I was off to a quick start with my reading journey and finished my second book, The Lakota Way, within days of finishing Anything. I picked up my third book, Animal, Vegetable, Miracle before the holiday craziness really kicked in and, if time permits, I’ll have a couple more book reviews up within a week or so.

The Lakota Way and Animal, Vegetable, Miracle have both further awakened a disturbance I’ve felt brewing. The more I look around, I see this mentality of superiority and a lack of respect for humans of different shades or ways of life and animals of all kinds. In many ways, it feels like it’s the essence of America’s foundation. On top of that, I see an out of sight, out of mind way of thinking ever present in the daily lives of myself and those around me. If we don’t see how the animals we eat for food are treated, the landfills being piled up, or the plastic in our oceans, it doesn’t exist and isn’t our problem. It’s almost as if we have the right to exploit, use, abuse, destroy, and dominate because of our reasoning, opposable thumbs, and bipedal gate.

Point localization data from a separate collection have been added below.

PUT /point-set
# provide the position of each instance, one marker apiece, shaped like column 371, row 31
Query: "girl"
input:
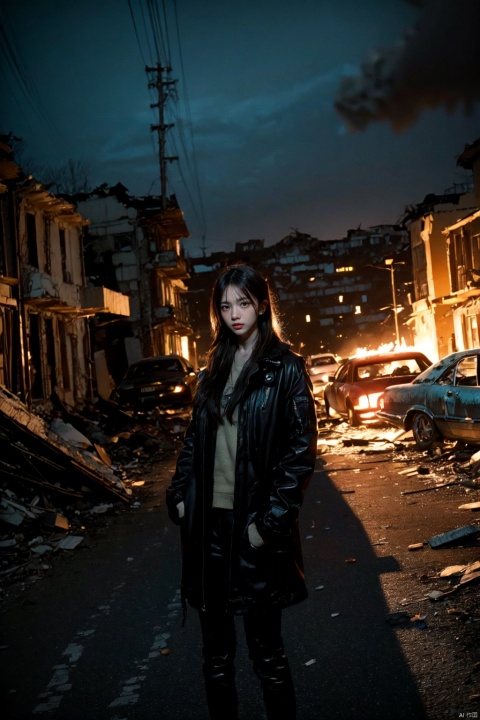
column 248, row 455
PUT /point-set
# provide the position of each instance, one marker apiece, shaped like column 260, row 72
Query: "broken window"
column 62, row 332
column 47, row 243
column 32, row 250
column 63, row 254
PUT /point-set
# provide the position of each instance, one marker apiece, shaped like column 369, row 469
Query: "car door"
column 338, row 389
column 462, row 400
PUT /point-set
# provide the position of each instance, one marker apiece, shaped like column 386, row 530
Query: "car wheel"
column 352, row 417
column 327, row 408
column 424, row 431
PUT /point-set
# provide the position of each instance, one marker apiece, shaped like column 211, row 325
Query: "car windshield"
column 154, row 367
column 323, row 360
column 391, row 368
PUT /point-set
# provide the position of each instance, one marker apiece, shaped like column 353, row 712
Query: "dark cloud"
column 437, row 64
column 261, row 146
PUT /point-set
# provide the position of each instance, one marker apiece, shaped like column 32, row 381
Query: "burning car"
column 165, row 380
column 354, row 390
column 441, row 403
column 320, row 367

We’ve fully adopted the idea that savage is bad and civilized is good. Of course, civilized requires clothing, food, a car, a house, heating and air, WiFi, an education, student loans, a meaningful career, a yearly extravagant vacation, and the list goes on. Isn’t it ironic how we acquire a career only to pay others for what we can honestly do ourselves? Yet, we often look down on those who work in more laborious jobs because of the mindset that they don’t require much of an education, despite the fact that they’re the ones helping our lives run smoothly and easily. Further still, try informing someone that they can grow something like peanuts themselves and they’ll be left scratching their head in confusion and amazement as if they never knew food doesn’t just magically appear in grocery stores.

The way I see it, we’ve traded in natural movement, a true sense of community, and skills of survival for paying someone to grow our food, make our clothes, build our homes, and now we schedule workouts around our work life, travel by sitting, and put walls and fences on land that none of us actually own, but merely borrow for our time here. Those around me claim that we have to adapt with the times in order to survive, but at what cost to ourselves and others? Are we really surviving or did we create an illusion of survival? For those of us who question and feel the weight of our decisions, and even the choices of those before us, how do we adapt, preserve, and conserve in this modern day?